What started in Pakistan’s tribal areas will now patrol the increasingly ungoverned spaces inside Yemen, hunting al-Qaida terrorists. The drone war resumed after nearly nine years of hiatus on May 5, when missiles fired by unmanned planes sought two brothers in central Yemen thought to be al-Qaida operatives.
Only those drones were flown by the elite Joint Special Operations Command (JSOC), not the CIA. Now the agency will work alongside JSOC to export its Pakistan experience conducting widespread drone strikes into a second country. Phase one, already underway, is to use the drones’ surveillance functions to collect intel for JSOC. Once it has a sufficient lay of the land, it’ll begin its own targeting killing program, the Wall Street Journal reports, with help from Saudi Arabia’s “extensive network of on-the-ground informants.”
Panetta essentially forecasted the expansion of the drone war during his Thursday confirmation hearing to become the next defense secretary. He told senators he would “keep the pressure up” on al-Qaida’s Yemeni franchise — despite U.S.-Yemeni counterterrorism cooperation stalling during Yemen’s incipient revolution. And ever since al-Qaida in the Arabian Peninsula tried to mail bombs to the U.S., plans have been afoot to send joint CIA-JSOC “hunter-killer” teams on a Yemeni manhunt.
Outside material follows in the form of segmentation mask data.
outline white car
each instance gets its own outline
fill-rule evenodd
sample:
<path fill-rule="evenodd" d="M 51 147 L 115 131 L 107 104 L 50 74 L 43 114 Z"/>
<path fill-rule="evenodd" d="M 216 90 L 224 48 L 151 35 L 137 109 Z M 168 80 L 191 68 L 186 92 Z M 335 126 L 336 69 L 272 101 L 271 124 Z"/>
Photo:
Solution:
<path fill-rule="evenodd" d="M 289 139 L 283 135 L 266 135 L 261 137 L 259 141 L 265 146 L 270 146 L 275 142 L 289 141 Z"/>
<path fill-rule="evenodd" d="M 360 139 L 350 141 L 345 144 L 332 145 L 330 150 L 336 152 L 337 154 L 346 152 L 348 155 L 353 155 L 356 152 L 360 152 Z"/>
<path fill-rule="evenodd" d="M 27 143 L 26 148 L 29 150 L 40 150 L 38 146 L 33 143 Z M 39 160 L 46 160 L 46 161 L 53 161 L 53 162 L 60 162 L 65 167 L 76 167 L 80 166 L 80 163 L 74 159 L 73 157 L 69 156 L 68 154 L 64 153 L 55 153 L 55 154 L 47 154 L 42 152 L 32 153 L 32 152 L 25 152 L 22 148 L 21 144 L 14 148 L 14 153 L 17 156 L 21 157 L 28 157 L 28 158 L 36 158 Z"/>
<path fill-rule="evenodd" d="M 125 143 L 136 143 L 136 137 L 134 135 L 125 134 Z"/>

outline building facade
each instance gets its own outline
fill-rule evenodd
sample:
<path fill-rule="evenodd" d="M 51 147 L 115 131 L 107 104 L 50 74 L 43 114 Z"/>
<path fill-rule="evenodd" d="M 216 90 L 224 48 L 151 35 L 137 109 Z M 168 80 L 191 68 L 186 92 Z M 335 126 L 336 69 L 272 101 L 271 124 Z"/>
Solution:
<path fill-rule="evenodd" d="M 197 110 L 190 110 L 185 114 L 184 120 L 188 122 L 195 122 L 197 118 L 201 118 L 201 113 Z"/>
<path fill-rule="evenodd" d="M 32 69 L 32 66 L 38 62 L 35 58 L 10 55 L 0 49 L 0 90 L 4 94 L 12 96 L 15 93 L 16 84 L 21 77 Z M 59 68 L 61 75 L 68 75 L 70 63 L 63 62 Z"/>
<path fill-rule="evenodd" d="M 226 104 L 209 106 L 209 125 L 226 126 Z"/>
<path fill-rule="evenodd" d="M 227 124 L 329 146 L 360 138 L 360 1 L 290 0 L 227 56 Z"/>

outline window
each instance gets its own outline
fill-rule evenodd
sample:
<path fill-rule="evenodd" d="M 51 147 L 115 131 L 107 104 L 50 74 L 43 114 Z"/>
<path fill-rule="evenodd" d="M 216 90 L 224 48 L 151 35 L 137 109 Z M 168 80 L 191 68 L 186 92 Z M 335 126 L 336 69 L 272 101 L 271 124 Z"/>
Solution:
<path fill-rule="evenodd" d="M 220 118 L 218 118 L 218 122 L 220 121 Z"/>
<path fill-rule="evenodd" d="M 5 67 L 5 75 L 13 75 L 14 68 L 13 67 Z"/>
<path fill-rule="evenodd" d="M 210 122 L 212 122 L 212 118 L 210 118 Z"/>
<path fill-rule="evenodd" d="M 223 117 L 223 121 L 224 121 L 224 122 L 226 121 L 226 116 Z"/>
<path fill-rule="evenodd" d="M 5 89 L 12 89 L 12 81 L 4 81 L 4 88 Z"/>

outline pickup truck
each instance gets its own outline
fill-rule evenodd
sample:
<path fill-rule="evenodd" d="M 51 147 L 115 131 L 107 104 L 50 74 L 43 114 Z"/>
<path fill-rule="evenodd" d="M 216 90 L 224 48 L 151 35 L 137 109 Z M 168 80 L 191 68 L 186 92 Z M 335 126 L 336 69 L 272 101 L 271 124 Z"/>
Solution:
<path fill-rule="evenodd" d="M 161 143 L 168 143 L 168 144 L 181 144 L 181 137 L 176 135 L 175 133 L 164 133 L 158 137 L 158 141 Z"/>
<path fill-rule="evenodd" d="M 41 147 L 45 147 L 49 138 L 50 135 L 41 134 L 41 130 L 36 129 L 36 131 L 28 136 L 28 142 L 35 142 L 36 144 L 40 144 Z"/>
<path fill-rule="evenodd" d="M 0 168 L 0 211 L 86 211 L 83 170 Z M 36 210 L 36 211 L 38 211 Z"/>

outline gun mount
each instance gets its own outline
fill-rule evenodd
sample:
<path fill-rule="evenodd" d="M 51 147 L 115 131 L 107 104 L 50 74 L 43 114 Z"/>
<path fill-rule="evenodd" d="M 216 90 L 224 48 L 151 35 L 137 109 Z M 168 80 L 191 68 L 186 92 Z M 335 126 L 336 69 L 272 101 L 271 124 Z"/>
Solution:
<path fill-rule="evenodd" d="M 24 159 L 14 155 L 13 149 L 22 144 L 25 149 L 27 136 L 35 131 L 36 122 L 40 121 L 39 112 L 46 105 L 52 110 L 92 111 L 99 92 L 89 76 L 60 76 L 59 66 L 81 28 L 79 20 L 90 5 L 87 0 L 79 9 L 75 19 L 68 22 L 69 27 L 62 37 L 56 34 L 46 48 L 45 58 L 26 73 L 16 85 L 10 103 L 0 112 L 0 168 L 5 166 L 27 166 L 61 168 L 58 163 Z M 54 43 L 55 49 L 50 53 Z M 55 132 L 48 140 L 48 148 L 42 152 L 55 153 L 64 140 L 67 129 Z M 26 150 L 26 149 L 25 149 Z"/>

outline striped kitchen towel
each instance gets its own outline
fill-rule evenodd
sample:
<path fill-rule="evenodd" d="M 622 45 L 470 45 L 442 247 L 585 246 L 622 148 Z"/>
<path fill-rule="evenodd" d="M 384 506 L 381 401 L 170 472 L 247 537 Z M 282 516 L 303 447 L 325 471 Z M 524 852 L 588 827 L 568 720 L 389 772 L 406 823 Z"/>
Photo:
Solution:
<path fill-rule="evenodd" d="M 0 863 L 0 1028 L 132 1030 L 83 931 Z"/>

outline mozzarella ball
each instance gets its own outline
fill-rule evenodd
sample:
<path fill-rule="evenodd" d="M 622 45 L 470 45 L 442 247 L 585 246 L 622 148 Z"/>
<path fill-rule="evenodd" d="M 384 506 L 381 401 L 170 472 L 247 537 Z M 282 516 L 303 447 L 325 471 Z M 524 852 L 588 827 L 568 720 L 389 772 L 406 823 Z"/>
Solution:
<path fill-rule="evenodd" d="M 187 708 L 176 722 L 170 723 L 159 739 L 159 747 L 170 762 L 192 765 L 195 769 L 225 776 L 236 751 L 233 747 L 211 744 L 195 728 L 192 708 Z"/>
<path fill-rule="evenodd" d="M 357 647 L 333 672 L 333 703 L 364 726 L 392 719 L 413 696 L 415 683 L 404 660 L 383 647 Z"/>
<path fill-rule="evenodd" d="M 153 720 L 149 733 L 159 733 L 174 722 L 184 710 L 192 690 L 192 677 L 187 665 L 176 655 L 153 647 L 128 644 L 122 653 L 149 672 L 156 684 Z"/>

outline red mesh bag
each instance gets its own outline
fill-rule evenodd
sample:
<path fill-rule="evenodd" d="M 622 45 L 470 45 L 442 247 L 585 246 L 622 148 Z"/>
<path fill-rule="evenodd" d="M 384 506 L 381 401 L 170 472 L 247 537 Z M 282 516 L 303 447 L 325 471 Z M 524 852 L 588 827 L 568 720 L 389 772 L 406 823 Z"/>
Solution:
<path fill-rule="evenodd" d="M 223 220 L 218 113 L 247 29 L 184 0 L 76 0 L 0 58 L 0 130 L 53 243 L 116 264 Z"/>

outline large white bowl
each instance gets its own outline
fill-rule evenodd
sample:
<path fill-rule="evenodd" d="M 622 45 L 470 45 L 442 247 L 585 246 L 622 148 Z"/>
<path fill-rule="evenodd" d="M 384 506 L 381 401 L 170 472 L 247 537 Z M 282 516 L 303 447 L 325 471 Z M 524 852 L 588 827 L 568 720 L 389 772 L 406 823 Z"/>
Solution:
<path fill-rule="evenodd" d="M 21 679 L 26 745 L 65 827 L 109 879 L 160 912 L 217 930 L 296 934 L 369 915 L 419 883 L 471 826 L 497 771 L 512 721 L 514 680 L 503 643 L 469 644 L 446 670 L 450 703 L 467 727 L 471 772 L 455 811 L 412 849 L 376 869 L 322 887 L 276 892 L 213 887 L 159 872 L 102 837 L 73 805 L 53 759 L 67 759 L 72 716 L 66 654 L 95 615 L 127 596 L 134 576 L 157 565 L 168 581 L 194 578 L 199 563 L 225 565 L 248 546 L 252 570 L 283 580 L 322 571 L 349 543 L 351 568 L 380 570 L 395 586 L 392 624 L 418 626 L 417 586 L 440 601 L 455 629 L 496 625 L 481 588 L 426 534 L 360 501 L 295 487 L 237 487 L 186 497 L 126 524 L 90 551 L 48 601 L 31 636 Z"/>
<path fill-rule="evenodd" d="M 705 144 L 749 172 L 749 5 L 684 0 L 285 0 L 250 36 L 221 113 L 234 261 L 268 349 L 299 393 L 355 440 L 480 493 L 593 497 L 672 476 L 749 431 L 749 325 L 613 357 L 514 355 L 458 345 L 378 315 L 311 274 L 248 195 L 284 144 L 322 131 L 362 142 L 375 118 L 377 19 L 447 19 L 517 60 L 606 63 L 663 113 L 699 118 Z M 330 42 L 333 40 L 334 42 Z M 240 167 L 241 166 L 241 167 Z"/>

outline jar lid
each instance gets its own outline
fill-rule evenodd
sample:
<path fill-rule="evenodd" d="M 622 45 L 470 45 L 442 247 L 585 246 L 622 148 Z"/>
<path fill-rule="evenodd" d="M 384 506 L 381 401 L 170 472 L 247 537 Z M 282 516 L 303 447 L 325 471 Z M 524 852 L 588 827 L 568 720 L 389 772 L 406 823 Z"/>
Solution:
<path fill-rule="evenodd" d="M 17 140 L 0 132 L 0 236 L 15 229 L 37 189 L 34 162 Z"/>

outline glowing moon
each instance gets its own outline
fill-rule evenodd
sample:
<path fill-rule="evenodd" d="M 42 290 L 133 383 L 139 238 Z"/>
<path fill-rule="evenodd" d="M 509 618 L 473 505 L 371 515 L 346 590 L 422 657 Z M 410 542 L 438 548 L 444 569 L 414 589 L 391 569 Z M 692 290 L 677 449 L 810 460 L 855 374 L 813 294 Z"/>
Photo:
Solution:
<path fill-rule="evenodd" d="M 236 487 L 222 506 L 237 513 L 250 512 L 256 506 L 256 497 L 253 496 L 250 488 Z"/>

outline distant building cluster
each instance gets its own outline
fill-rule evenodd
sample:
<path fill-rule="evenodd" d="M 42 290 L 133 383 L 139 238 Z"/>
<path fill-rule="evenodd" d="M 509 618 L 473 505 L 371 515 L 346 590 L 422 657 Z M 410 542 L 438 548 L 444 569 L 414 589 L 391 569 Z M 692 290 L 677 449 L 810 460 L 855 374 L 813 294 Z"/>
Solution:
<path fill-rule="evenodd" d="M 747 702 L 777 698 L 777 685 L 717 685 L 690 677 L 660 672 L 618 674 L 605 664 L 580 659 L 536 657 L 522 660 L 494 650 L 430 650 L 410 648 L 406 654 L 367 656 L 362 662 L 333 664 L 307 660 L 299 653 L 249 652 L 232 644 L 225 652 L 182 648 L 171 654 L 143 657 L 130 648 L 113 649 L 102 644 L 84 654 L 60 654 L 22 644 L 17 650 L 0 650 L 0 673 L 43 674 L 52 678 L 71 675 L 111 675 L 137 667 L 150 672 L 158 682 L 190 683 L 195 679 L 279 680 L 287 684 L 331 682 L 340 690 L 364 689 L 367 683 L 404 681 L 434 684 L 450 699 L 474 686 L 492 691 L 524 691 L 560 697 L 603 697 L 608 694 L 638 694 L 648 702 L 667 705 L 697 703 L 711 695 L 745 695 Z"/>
The government of Ali Abdullah Saleh has long given the U.S. carte blanche to conduct counterterrorism strikes, as long as the U.S. lined his pockets and allowed him plausible deniability. But Saleh is recovering in Saudi Arabia from wounds suffered during an apparent rocket attack and his rule may be done. Yemen is in chaos right now.
The CIA program is intended to mitigate the effects of a weak or anti-American government but it could easily fuel Yemen’s political fire. In Pakistan, the drones added kindling to a widespread anti-U.S. sentiment, as they’re viewed as a violation of sovereignty that leads to civilian deaths. “Pattern of life” intelligence is supposed to build the targeting data for the drone war, but that worries Yemen expert Gregory Johnsen of Princeton University. “In #Yemen just because it looks like AQ [al-Qaida], walks like AQ and talks like AQ doesn’t necessarily mean it is AQ,” he tweets.
Even if U.S. experts are wrong and a post-Saleh government doesn’t allow the U.S. to conduct drone strikes from its airbases, the Saudi connection raises the intriguing possibility that the Saudis could host the remotely piloted planes.
So that’s at least five countries where military or CIA drones conduct or have conducted counterterrorism strikes: Afghanistan, Pakistan, Iraq, Yemen and Libya. Panetta told the Senate panel he feared a rise of al-Qaida in Somalia and “north Africa,” too. Will they be the next theaters of robot war?